By Toasty aka AussieGlenn
I have had the headlight apart once before and noticed the metal lips that protrude from the main housing and was thinking maybe I could get some rubber and stick it along those areas and deaden the sound. I actually bought some rubber that had a back part that peeled off so it was self adhesive. I didn’t want any problems getting the headlight back on so I got the thinnest I could find which was 1.6cm (about 1/2 an inch).
When I got home I wanted to see if I could get the headlight to rattle without actually having to ride the bike somewhere so I wasn’t pulling it apart and putting it back together and saddling up continuously if it didn’t work. Sure enough if I stood beside the bike and very slowly applied the throttle I could get the headlight to rattle… Not only that I could get it to SHAKE RATTLE AND ROLL!! Geesh, have any of you guys done this What happens at around the 1500 to 2000 rpm mark is the headlight starts whipping back and forth in it’s mount like crazy! No wonder this bastard rattles! Under or over that mark and the headlight smoothes out, but you get it at that right point and the headlight becomes a blur!
So any ways I pulled the headlight apart and placed the self adhesive rubber on the metal bits that stick out from the main headlight housing and put it all back together. No good, DAMMIT! So I start trying to think logically about the problem (me logical, now THAT’S a laugh).
The headlight only has two bolts that hold the front headlight onto the actual housing. These bolts are at 4 and 8 o’clock. There is no bolt at 12 o’clock though. From the riding position the headlight whips up and done as if it was nodding. So I am thinking it has to be at the top of the headlight where there is no bolt.

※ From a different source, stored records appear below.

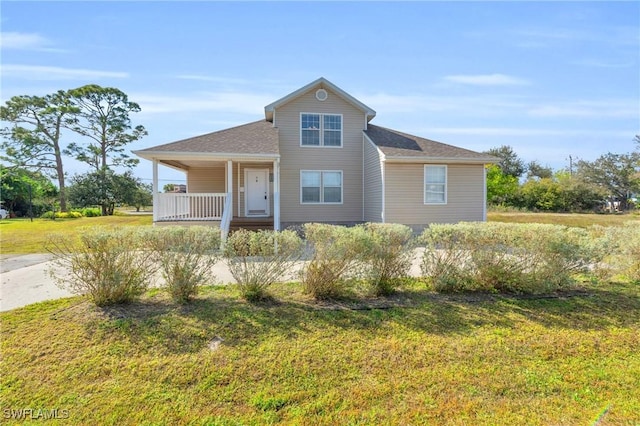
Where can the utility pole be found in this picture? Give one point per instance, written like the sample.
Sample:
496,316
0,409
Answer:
30,204
570,166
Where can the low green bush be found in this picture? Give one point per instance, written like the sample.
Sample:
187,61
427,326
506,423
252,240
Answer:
186,256
337,251
91,212
107,265
258,259
624,254
506,257
61,215
387,256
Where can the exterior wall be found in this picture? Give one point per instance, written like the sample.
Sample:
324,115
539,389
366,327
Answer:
294,158
208,180
404,195
372,183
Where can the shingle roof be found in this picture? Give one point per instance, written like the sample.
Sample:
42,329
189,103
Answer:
259,137
319,83
402,145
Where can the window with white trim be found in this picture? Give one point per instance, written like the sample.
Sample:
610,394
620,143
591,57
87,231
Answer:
320,130
321,186
435,184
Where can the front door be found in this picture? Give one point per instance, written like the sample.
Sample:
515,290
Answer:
257,192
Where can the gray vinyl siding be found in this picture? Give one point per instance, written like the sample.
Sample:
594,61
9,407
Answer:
207,180
372,183
404,195
295,158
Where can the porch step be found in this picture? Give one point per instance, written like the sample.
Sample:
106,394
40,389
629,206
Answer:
250,223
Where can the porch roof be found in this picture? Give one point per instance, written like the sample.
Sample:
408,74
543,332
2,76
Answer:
259,139
398,146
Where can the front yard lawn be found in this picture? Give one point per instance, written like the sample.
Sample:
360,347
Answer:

After having another look at the housing I notice at the top there are two metal almost hook like things coming out from it that the headlight would hook over to go into position (have a look and you will see what I mean) Now these didn’t look like they would fit all that snugly and I thought this could be where the rattle was coming from as the headlight does it’s boogie.
I got some more of the rubber and squashed it down into the two metal lips and put the headlight back on. No more rattle for Glenn!! I have since done about 150 miles and it has not returned so this MAY have done it. No doubt the rubber will compress with time so I might look at something thicker at a later date but this will do for now.
My main concern now is that the headlight is still vibrating like crazy in that small window of RPMS. It concerns me because of the cruising speed, even though it doesn’t rattle any more it is still shaking and that can’t be good. What we need is someone to fabricate a bracket to strengthen it.
But anyway, there is what I did.
From: Big Dan (REACHFORSTAR)
There are several ways..I used cork. The 1/4 inch dot stick ons that you buy at the 5& 10 to put on the bottom of vases and stuff to protect furniture. Stick them on the rim they are adhesive and trim them even with the edge. I also put some bubble wrap around my wires. It worked.